Não muito longe vão os tempos em que homens e mulheres se levantavam antes do primeiro cantar do galo e se faziam à vida. Eles e seus burricos carregavam os cereais da terra, amanhada com suor, até aos moinhos de água, riqueza incontornável de Ul, para regressar mais tarde com a farinha. Já elas, ainda nem a aurora raiava, amassavam um pão que Deus abençoou: simples, de trigo, porém único em sabor e textura, agora a caminho da certificação.
O seu sabor singular e agradável resulta da mistura de farinha de trigo, sal, fermento e água, sendo a sua cozedura em forno a lenha – obrigatória – o elemento que lhe dá o toque especial. Um toque, que, aliado a métodos ancestrais de confeção, faz toda a diferença ainda nos dias de hoje.
Moldado em forma de “pada” – união de dois pequenos bolos de massa arredondados – de cor branco-torrado, possui uma côdea um pouco dura, mas estaladiça, e um miolo suave, pouco salgado e medianamente amargo. Outrora também se encontrava em “carreira” – quatro bolos -, tradição que, aos poucos, se foi perdendo, não obstante ainda se encontrar aqui ou ali.
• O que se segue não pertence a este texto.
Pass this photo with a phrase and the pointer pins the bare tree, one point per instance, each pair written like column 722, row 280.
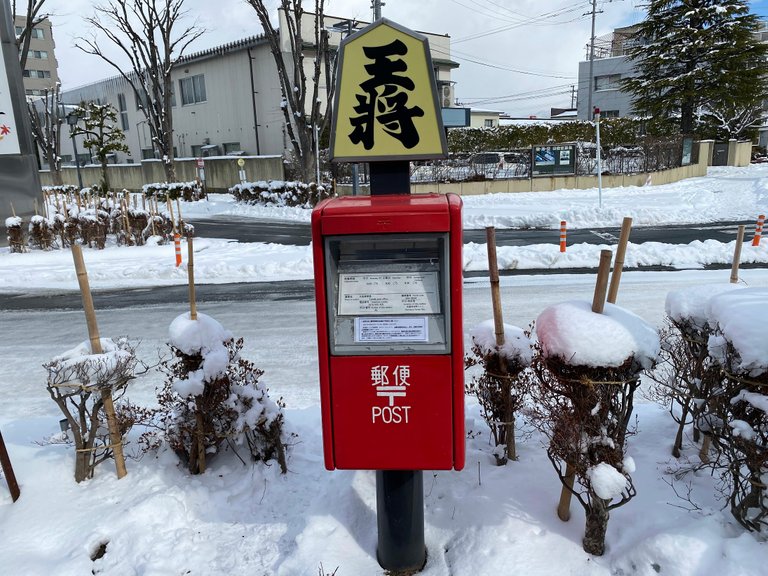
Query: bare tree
column 306, row 117
column 32, row 17
column 47, row 116
column 145, row 32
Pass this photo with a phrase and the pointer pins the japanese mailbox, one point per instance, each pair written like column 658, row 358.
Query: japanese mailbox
column 388, row 281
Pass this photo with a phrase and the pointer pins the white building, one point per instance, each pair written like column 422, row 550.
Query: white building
column 227, row 99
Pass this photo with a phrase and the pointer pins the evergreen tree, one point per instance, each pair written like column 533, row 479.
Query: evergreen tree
column 699, row 66
column 102, row 136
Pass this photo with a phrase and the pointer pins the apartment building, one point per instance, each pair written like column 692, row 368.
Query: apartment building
column 41, row 70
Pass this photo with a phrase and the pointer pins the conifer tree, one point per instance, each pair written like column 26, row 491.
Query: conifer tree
column 699, row 66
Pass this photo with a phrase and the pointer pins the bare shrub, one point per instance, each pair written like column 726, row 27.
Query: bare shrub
column 76, row 381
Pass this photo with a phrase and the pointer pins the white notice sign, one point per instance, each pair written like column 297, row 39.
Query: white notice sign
column 410, row 329
column 9, row 140
column 388, row 293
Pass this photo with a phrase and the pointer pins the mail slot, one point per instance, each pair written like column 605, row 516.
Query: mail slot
column 388, row 283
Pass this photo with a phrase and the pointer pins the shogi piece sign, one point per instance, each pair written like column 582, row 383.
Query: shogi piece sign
column 388, row 280
column 9, row 141
column 386, row 106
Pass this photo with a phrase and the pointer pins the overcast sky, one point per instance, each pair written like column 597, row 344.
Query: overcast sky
column 519, row 56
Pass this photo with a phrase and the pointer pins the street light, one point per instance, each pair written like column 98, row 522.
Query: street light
column 72, row 119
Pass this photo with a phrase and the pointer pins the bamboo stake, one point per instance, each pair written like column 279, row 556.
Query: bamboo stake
column 93, row 333
column 178, row 215
column 191, row 278
column 737, row 255
column 10, row 477
column 498, row 327
column 126, row 222
column 598, row 305
column 618, row 264
column 170, row 212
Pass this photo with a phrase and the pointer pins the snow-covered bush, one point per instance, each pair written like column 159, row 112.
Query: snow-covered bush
column 15, row 233
column 41, row 232
column 212, row 398
column 503, row 387
column 189, row 191
column 738, row 410
column 77, row 382
column 686, row 377
column 588, row 369
column 280, row 193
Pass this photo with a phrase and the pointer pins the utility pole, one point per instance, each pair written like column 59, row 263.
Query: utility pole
column 376, row 5
column 591, row 61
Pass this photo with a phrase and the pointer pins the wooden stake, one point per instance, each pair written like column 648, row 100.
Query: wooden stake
column 191, row 278
column 618, row 264
column 737, row 255
column 598, row 305
column 564, row 506
column 493, row 270
column 498, row 327
column 115, row 437
column 601, row 287
column 10, row 477
column 170, row 212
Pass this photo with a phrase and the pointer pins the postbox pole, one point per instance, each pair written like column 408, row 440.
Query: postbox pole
column 399, row 493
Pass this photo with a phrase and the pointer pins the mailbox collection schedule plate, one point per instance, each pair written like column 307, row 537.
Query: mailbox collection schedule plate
column 388, row 294
column 391, row 293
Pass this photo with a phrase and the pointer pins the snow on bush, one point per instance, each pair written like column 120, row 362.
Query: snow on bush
column 741, row 317
column 212, row 398
column 571, row 331
column 280, row 193
column 78, row 381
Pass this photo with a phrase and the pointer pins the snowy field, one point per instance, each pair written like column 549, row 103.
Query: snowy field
column 245, row 520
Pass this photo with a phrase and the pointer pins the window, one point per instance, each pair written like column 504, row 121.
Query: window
column 123, row 109
column 609, row 82
column 141, row 100
column 192, row 89
column 36, row 73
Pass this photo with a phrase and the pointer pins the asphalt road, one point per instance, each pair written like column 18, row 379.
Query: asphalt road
column 250, row 230
column 245, row 229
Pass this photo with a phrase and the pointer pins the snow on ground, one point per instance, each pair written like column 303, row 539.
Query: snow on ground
column 247, row 519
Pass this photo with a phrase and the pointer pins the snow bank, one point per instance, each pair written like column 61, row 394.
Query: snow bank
column 573, row 332
column 691, row 304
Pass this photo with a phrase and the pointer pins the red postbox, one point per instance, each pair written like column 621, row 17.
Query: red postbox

Quentinho a sair do forno faz ‘crescer água na boca’ a todos quantos têm a oportunidade de o provar e, então, com uma manteiguinha a derreter no seu miolo fofo e macio, o pão de Ul consegue corresponder aos desejos dos mais exigentes profissionais do setor.
A caminho da certificação, este produto tem contribuído para a divulgação gastronómica, cultural e turística de Ul, terra que integra já a Rede de Aldeias de Portugal.
Um toque ‘doce’ ao pão de Ul
A par deste alimento distintivo das gentes ulenses e, de um modo geral, de todo o concelho, a regueifa de Ul surge, um pouco mais tarde, mas não deixa de fazer parte do melhor roteiro gastronómico de Oliveira de Azeméis. Trata-se de um pão doce de forma circular, cuja produção e venda está generalizada por todo o Norte de Portugal.
Os ingredientes são similares ao do pão de Ul: farinha de trigo, água, fermento e sal, sendo acrescentado o açúcar e a canela. Antes de serem colocadas a cozer em forno a lenha, são ‘pintadas’ com ovo batido que lhes confere o seu tom dourado… uma verdadeira delícia de “encher a boca de bom sabor”.
Atualmente, outros produtos derivados encontram-se já no mercado, como o pão com chouriço, com compota ou chocolate, todavia sem quaisquer referências ancestrais.
De geração em geração…
Enquanto molda em padas a massa que já havia preparado, Lurdes Resende conta-nos a ‘odisseia da sua vida’. Uma ‘odisseia’ que – arriscamos – é semelhante a tantas outras de famílias de moleiros e padeiras, que fazem a história de Ul, uma aldeia que pertence atualmente à maior união de freguesias do município que integra a sede do concelho.
Com 63 anos de idade – poucos mais dos que tem dedicado a amassar o pão -, nasceu entre padas e regueifas, ‘enfarinhada’ de amor e carinho por avó e mãe, também padeiras de Ul.
Vive no lugar do Souto desde sempre, ali onde o tempo parece ter parado entre masseiras, tabuleiros e fornadas. No entanto, “antes tudo era mais difícil. Já há máquinas de amassar que dão uma grande ajuda agora e que utilizamos”. Porém, uma coisa não pode mesmo mudar: “O forno tem de ser a lenha… isso é que dá ao pão de Ul o seu saborzinho especial”, conta Lurdes Resende, que o Portugal de Lés a Lés foi encontrar no Parque Temático Molinológico de Ul.
“Como vê, tenho mesmo que gostar do que faço, caso contrário não estaria aqui de boa vontade a confecionar o ‘nosso’ pão a um domingo à tarde para que as pessoas possam comprar e ficar a conhecê-lo”. É que, para além de padeira de Ul há tantos anos que a memória já não lembra, Lurdes Resende pertence à Associação de Produtores de Pão de Ul, que ali, no parque, em conjunto com a autarquia, todos os dias faz questão de ter para venda o ‘ex-libris’ desta Aldeia de Portugal.
Já a ‘nossa’ padeira – que tem a ‘garra’ da sua homóloga de Aljubarrota, mas que, ao contrário desta, é com amor que distribui os pães que faz – se o não fosse, “seria professora”. Uma vocação que, na verdade, não lhe passou completamente ao lado, já que a padeira não deixa de ser também ela professora, pois diariamente transmite o seu saber e a sua experiência às novas gerações que a procuram. Até porque “perpetuar o pão de Ul” é ponto de honra para a D. Lurdes.